Cacciato-smallJOSÉ MARÍA MORAGA | Cuando el 30 de abril de 1975 millones de norteamericanos vieron en las noticias la caída de Saigón a manos del ejército de Vietnam del Norte, muchos no dieron crédito. Aquello significaba el fin de una larga y complicada guerra extranjera en la que los EE.UU. -durante los ocho años de implicación directa-  se habían dejado varias decenas de miles de vidas y muchos, pero muchos, miles de millones de dólares, aparentemente para nada. Eso sin contar con el trauma nacional y el personal de otras varias decenas de miles de veteranos que se suicidaron o tuvieron graves problemas psicológicos a la vuelta. Nada en esta guerra parecía tener sentido (al menos en el bando americano y survietnamita), todo sucedía al revés. La mayor potencia militar y económica había tenido que salir derrotada en 1973, dejando a sus aliados del Sur con el triple de artillería y el doble de blindados y tropas que los adversarios comunistas del Norte. Toda la movilidad y la potencia de fuego se habían revelado inservibles en una guerra fundamentalmente de guerrillas, librada con tácticas de contrainsurgencia y con más retórica que efectividad, pese a los números oficiales. En esta guerra nueva nada había tenido sentido, y si los propios survietnamitas no habían podido o sabido evitar que su país acabara controlado por las facciones comunistas, ¿qué habría de entender el soldadito norteamericano, con una media de edad -recordémoslo- de 19 años?

Los dirigentes políticos y militares de la época no eran capaces de explicarlo, esa tarea correspondió en un primer momento a veteranos como Tim O’ Brien, Michael Herr (su Despachos de guerra, de 1977, le granjeó el ser llamado por Coppola y Kubrick como coguionista de sus más famosas películas sobre Vietnam) o Philip Caputo.
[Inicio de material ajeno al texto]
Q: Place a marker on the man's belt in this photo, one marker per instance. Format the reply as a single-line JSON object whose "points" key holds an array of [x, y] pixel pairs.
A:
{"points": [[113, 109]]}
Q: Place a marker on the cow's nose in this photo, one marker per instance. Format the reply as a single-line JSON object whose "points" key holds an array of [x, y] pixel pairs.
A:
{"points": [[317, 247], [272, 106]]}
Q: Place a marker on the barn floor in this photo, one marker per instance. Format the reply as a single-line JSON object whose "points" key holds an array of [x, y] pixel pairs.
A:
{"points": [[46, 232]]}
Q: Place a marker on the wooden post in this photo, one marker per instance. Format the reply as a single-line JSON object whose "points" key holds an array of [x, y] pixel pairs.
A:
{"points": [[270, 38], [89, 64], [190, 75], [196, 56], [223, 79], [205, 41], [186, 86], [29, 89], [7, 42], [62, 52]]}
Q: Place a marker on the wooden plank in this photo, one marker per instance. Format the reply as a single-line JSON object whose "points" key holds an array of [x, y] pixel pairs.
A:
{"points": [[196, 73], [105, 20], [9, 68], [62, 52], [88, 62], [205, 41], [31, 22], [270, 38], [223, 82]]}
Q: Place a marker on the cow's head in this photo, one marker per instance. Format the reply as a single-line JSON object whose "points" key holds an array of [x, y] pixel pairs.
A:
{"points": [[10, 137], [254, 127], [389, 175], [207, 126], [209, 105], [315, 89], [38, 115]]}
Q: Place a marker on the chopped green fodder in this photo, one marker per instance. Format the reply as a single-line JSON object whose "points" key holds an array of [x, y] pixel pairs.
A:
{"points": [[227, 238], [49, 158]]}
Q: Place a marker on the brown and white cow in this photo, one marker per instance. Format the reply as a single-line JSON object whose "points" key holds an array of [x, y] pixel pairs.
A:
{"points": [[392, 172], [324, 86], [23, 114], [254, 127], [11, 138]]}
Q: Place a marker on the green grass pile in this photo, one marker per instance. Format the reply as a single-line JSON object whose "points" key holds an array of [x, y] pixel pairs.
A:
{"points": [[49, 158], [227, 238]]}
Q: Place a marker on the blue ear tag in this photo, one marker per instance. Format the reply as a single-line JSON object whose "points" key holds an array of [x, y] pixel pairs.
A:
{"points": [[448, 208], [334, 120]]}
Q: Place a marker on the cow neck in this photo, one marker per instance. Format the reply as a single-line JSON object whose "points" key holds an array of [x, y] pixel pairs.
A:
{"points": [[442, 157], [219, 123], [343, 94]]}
En este sentido, cobra relevancia la cita de Caputo extraída de Un rumor de guerra (1977), a propósito de su llegada a Vietnam con la primera unidad de Marines, el 8 de marzo de 1965, inicio “oficial” de la participación norteamericana:

“[L]levábamos, junto con nuestras mochilas y fusiles, las convicciones implícitas de que el Vietcong sería derrotado rápidamente y de que estábamos haciendo algo noble y bueno. Conservamos las mochilas y los fusiles, las convicciones las perdimos.”

La novela que nos ocupa, Persiguiendo a Cacciato (1978), posee una estructura que en principio resultará familiar a quienes hayan leído otras obras de O’ Brien. Se trata de una serie de historias cortas que bien podrían aparecer independientes (algunas, de hecho, lo hicieron) pero que juntas toman cuerpo para representar un escalofriante testimonio de la experiencia del soldado americano en Vietnam. Ni más ni menos. Sabido es que O’ Brien no entra en geopolítica y no critica la conveniencia estratégica o las implicaciones morales, sino que se limita a describir y contar, lo cual resulta más que suficiente para denunciar lo absurda, bárbara y abusiva que fue esa guerra y, por extensión, todas las guerras. A mi juicio, la mejor literatura antibélica es la no explícita y, en ese sentido, el primer capítulo de Persiguiendo a Cacciato supone un poderoso aldabonazo que pone de manifiesto las vergüenzas de la participación norteamericana en Vietnam, por no hablar de que las dos primeras páginas tal vez sean el mejor comienzo de un libro de guerra que jamás haya leído.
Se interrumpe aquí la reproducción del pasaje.